Representing a linear transformation as a matrix in terms of a given basis

Question

I am new to linear algebra, I need help in understanding how to represent a linear transformation into standard basis of a matrix

Consider $M_{2}(\mathbb{R}),$ the vector space of all $2 \times 2$ real matrices. Let $$ A=\left(\begin{array}{cc} 1 & -1 \\ -1 & 1 \end{array}\right) $$ and if we define $\mathcal{A}(B)=A B$ for any $B \in M_{2}(\mathbb{R})$. Show that $\mathcal{A}$ is a linear transformation on $M_{2}(\mathbb{R})$ and find the matrix of $\mathcal{A}$ under the basis $E_{i j}, i, j=1,2$

I can show the linearity part by considering the action of this linear transformation on matrix $B+ \lambda C$, in fact I know this will be true for any matrix $A$.
But how to represent this in terms of given basis.

Note here I have taken basis $E_{i j}$ be the $2 \times 2$ matrix with $(i, j)^{\text {th }}$ entry 1 and other entries 0.

Answer 1

You have a linear transformation $\mathcal{A}\colon M_{2\times 2}(\mathbb{R})\to M_{2\times 2}(\mathbb{R})$ and you would like to know its matrix in terms of a standard basis.

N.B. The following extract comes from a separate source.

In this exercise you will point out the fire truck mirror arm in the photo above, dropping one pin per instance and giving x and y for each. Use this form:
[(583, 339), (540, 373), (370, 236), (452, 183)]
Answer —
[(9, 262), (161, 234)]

What you'd like to know is the coefficients $a_{ij}^{kl}$ when you write $\mathcal{A}E_{11} = a_{11}^{11}E_{11}+a_{12}^{11}E_{12}+a_{21}^{11}E_{21}+a_{22}^{11}E_{22}$ for example. Once you have these coefficients, you arrange them into an appropriate $4\times 4$ matrix form $T$ so that $\mathcal{A}(B) = T\begin{bmatrix} b_{11}&b_{12}&b_{21}&b_{22}\end{bmatrix}^T$ where $b_{ij}$ are the coefficients of $B$ with respect to the $E_{ij}$ basis.

You may also want to look into Representing a Linear Transformation as a Matrix

Answer 2

Let's look at how a 'common' matrix's coefficients are found. Suppose we want the matrix $R$ of a rotation by $90^\circ$ in $\mathbb{R}^2$. First see what action $R$ has on each basis element, then put these as columns of the matrix, keeping the same order. Thus since $R\mathbf{i}=\mathbf{j}$ and $R\mathbf{j}=-\mathbf{i}$, the matrix of $R$ would be $\begin{pmatrix}0&-1\\1&0\end{pmatrix}$.

$M_2(\mathbb{R})$ has dimension 4, whose basis can be taken to be $E_{11}$, $E_{12}$, $E_{21}$, $E_{22}$. To find the matrix of $\mathcal{A}$, it is enough to find its action on the basis elements; the output $\mathcal{A}E_{ij}$ will be a column of the matrix.

$$\mathcal{A}(E_{11})=\begin{pmatrix}1&-1\\-1&1\end{pmatrix}\begin{pmatrix}1&0\\0&0\end{pmatrix}=\begin{pmatrix}1&0\\-1&0\end{pmatrix}=\begin{pmatrix}1&0\\0&0\end{pmatrix}-\begin{pmatrix}0&0\\1&0\end{pmatrix}=E_{11}-E_{21}$$ Similarly, $$\mathcal{A}(E_{12})=E_{12}-E_{22},\qquad\mathcal{A}(E_{21})=-E_{11}+E_{21},\qquad\mathcal{A}(E_{22})=-E_{12}+E_{22}$$ Hence the matrix of $\mathcal{A}$ with this basis in the given order is $$\begin{pmatrix}1&0&-1&0\\0&1&0&-1\\-1&0&1&0\\0&-1&0&1 \end{pmatrix}$$

For example, $\mathcal{A}(E_{12})$ corresponds to $$\begin{pmatrix}1&0&-1&0\\0&1&0&-1\\-1&0&1&0\\0&-1&0&1 \end{pmatrix}\begin{pmatrix}0\\1\\0\\0\end{pmatrix}=\begin{pmatrix}0\\1\\0\\-1\end{pmatrix}$$ which corresponds to $E_{12}-E_{22}$.